CRDT Internals & Troubleshooting

How the CRDT DAG synchronization works internally, common log messages, and how to troubleshoot them.

DAG Synchronization

OpenTela's CRDT datastore replicates state by exchanging Merkle-DAG nodes over libp2p. When a peer writes to the datastore, it broadcasts the new DAG head (a CID) via PubSub. Other peers receive the broadcast and attempt to fetch the corresponding block data through the DAG syncer (bitswap).

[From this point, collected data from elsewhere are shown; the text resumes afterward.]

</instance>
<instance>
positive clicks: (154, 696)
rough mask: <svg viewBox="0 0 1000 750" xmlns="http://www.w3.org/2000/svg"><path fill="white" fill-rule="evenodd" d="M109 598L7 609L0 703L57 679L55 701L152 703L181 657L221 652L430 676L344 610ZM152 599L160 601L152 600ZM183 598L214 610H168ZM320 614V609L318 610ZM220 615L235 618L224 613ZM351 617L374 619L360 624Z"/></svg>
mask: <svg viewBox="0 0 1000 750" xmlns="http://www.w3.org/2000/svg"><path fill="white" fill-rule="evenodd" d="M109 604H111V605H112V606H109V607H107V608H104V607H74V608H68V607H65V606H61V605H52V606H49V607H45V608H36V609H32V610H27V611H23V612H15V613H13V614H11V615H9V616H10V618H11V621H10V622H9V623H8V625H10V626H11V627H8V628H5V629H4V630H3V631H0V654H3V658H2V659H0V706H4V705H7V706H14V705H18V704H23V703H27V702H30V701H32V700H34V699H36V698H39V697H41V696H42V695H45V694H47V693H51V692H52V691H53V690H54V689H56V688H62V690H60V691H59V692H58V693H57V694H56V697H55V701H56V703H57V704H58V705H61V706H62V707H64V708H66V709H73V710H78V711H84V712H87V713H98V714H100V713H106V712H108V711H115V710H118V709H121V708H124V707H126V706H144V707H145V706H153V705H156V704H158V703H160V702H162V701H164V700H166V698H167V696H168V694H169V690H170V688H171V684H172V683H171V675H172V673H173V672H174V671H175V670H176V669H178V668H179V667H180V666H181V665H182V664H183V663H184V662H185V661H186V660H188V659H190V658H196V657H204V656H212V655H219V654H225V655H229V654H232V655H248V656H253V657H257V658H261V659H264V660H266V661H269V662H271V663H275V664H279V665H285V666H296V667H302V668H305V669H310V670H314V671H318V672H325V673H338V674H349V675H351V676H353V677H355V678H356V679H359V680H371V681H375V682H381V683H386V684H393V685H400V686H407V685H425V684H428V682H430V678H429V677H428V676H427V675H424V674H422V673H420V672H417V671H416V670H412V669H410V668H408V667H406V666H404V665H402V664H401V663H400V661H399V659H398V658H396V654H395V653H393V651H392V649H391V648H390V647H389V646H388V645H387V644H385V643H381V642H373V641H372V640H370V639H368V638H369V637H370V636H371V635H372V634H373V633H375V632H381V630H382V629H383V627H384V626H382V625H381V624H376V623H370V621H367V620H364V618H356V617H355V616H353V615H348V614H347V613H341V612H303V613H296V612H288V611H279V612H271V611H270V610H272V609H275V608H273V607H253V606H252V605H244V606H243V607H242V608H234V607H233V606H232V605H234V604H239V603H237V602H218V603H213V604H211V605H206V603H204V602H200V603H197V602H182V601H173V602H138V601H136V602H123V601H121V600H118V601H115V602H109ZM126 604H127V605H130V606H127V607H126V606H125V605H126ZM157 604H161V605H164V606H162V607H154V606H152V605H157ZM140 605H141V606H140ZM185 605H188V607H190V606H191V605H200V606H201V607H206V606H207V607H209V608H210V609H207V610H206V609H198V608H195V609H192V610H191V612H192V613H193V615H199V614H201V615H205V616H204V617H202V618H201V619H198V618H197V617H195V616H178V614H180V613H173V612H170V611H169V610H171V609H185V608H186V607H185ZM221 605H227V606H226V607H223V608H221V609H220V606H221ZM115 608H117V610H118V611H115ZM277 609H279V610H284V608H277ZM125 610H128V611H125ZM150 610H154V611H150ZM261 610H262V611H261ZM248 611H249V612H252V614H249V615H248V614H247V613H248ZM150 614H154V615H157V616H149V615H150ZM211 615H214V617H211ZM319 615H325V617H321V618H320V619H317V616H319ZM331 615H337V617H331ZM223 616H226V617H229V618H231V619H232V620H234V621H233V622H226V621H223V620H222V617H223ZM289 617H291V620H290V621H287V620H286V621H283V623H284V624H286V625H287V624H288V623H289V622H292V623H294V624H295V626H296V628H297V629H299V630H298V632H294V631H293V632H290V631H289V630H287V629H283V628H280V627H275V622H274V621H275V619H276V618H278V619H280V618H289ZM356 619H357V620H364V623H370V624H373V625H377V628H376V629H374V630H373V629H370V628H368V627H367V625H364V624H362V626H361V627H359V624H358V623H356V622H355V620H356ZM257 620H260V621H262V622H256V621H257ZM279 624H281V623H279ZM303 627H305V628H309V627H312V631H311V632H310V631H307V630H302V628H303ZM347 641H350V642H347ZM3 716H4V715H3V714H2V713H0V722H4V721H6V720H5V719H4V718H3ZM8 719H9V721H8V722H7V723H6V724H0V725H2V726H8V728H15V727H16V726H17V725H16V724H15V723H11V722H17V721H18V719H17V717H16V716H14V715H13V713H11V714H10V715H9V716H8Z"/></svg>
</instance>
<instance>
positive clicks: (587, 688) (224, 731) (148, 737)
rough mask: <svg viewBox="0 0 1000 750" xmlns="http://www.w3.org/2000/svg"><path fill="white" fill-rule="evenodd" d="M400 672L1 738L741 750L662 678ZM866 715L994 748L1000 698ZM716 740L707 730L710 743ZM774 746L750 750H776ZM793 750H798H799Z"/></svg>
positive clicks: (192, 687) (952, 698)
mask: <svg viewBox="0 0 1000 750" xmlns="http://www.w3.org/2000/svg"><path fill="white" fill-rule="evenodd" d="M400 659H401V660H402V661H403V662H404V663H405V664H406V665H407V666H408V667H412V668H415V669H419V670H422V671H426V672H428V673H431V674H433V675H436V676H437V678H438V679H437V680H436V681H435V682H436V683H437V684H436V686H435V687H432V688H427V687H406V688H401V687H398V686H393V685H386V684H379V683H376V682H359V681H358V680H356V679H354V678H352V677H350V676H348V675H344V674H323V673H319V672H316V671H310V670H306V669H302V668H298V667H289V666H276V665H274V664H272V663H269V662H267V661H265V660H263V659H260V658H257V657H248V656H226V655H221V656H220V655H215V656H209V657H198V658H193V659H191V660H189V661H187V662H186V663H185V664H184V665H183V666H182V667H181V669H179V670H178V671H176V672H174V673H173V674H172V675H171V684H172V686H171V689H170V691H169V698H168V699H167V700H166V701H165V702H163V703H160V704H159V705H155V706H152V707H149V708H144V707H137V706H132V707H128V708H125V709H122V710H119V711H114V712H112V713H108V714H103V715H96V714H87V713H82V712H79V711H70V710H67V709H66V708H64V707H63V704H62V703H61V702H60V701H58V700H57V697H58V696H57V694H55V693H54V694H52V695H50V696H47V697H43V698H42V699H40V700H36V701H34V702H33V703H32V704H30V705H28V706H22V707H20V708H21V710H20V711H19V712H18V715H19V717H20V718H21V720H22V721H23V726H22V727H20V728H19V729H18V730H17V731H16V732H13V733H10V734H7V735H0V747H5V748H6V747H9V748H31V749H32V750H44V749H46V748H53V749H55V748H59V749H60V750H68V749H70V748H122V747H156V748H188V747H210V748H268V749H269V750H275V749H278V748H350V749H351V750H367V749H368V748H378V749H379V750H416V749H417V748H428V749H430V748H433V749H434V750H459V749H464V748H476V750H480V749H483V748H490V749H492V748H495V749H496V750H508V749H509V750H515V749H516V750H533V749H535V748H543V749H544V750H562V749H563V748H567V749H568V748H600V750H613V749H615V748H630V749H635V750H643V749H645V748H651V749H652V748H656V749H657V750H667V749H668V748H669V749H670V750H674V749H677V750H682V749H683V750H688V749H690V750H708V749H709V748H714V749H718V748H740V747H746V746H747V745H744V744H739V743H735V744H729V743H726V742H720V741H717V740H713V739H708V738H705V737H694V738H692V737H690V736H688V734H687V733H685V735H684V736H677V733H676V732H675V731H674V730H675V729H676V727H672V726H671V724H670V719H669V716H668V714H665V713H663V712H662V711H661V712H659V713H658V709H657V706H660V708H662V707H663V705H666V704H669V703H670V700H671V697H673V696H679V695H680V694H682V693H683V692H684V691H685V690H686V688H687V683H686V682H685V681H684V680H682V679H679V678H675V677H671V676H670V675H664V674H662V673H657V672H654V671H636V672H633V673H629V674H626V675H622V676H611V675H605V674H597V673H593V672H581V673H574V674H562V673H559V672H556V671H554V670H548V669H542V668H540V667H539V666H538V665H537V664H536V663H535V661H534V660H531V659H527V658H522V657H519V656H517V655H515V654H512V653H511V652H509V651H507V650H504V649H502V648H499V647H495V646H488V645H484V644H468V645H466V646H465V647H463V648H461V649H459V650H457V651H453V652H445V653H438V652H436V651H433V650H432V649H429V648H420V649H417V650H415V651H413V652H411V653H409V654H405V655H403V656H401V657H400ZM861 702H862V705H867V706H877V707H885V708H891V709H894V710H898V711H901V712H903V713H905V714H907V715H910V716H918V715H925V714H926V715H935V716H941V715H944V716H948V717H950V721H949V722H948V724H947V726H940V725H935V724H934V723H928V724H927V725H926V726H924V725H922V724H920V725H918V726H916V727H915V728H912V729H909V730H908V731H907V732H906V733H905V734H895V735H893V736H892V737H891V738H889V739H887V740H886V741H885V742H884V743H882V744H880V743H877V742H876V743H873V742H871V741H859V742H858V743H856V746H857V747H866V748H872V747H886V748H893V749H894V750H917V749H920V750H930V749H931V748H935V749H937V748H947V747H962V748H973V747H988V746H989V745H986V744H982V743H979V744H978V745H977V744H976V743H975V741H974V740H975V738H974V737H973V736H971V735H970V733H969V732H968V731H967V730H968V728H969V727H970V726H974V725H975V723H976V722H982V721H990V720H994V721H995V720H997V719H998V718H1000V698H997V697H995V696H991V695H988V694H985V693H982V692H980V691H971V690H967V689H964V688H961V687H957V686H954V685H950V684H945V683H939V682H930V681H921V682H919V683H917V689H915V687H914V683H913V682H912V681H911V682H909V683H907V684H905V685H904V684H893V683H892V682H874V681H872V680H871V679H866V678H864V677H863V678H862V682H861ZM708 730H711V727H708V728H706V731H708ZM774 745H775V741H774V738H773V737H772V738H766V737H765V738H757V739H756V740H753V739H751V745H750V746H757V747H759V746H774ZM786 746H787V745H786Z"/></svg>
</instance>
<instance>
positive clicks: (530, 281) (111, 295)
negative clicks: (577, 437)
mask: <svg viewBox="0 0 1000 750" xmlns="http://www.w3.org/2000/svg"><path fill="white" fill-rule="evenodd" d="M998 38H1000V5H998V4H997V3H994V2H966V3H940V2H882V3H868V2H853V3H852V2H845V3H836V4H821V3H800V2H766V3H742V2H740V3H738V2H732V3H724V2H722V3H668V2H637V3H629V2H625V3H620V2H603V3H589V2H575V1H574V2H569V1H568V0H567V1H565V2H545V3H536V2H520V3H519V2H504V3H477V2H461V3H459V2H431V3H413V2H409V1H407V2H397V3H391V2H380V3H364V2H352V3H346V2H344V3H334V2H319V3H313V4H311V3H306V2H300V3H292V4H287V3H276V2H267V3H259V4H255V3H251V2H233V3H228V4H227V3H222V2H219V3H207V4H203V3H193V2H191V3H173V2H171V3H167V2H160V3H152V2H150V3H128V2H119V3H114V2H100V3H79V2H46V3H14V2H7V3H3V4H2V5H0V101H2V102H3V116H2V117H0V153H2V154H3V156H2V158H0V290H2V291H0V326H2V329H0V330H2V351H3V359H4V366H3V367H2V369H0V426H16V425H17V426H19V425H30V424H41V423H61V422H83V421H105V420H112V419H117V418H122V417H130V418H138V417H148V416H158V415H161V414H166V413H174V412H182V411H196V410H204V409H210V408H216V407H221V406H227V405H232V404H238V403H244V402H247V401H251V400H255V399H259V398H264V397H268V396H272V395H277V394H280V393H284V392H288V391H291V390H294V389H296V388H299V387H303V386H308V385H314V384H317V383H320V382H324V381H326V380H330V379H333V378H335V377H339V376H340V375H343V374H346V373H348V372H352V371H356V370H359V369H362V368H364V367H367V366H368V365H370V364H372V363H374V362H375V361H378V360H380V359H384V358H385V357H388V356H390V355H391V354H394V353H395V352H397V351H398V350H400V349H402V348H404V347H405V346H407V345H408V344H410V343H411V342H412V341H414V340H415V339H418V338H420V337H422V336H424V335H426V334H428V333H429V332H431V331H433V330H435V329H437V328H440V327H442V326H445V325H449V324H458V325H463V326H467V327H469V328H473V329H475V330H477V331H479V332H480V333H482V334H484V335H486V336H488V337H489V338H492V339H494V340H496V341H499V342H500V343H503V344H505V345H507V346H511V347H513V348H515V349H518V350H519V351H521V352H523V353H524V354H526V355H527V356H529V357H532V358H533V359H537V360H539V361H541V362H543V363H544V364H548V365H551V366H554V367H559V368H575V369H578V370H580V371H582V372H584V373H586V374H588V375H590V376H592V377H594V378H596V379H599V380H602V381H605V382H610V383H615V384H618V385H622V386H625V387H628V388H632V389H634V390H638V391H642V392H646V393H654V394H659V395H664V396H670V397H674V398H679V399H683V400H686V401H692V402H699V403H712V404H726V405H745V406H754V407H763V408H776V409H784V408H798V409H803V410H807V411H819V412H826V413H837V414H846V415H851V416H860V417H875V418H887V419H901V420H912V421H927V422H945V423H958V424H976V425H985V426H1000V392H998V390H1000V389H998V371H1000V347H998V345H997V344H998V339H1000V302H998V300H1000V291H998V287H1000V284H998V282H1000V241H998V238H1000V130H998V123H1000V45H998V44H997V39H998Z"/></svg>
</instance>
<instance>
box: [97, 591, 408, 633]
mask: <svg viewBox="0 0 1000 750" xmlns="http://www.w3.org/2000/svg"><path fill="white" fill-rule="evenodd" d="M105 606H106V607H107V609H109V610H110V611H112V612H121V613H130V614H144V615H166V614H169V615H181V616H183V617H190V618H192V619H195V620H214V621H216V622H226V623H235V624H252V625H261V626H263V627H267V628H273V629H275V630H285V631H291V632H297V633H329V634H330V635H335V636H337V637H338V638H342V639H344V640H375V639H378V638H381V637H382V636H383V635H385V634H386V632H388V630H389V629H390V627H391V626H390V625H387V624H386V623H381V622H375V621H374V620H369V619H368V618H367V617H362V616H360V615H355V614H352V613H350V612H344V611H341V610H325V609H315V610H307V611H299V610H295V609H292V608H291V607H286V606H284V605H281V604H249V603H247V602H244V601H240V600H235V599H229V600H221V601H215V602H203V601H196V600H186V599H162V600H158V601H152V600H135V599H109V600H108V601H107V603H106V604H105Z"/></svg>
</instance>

The fetch is subject to a configurable timeout (DAGSyncerTimeout, default 5 minutes). If the block cannot be retrieved within that window, the head is skipped. This is safe — the CRDT will converge on later syncs.

Head Processing Errors

What it looks like

At debug log level you may see:

DEBUG  go-ds-crdt/crdt.go  error processing new head: error getting root delta priority: context deadline exceeded

This means the node received a broadcast announcing a new CRDT head but could not fetch the block data from any peer before the timeout expired.

Common causes

Cause	Description
Peer departed	The broadcasting peer went offline between sending the gossip message and the fetcher requesting the block.
NAT / firewall	The node can receive PubSub gossip but cannot establish a direct bitswap connection to the block holder (check relay and hole-punching).
Small / unstable network	In a small cluster, if the only peer holding a block disconnects, the block becomes temporarily unfetchable.
Overloaded peer	The peer holding the block is too slow to respond within the timeout.

Rate-limited warning

Individual head processing errors are logged at debug level to avoid log noise. If the error rate exceeds 100 occurrences per minute, a single warning is emitted:

WARN  go-ds-crdt/crdt.go  high rate of head processing errors: 142 in the last minute

This warning indicates a sustained connectivity problem. Investigate:

Network health — Are peers reachable? Check libp2p connection counts and relay status.
Peer churn — Are nodes joining and leaving too frequently? Review the tombstone mechanism for how departures are handled.
Resource pressure — Is the node under CPU or memory pressure, causing slow block processing?

Adjusting log level

To see individual head processing errors, set loglevel: debug in your config:

loglevel: debug

Or via environment variable: OF_LOGLEVEL=debug.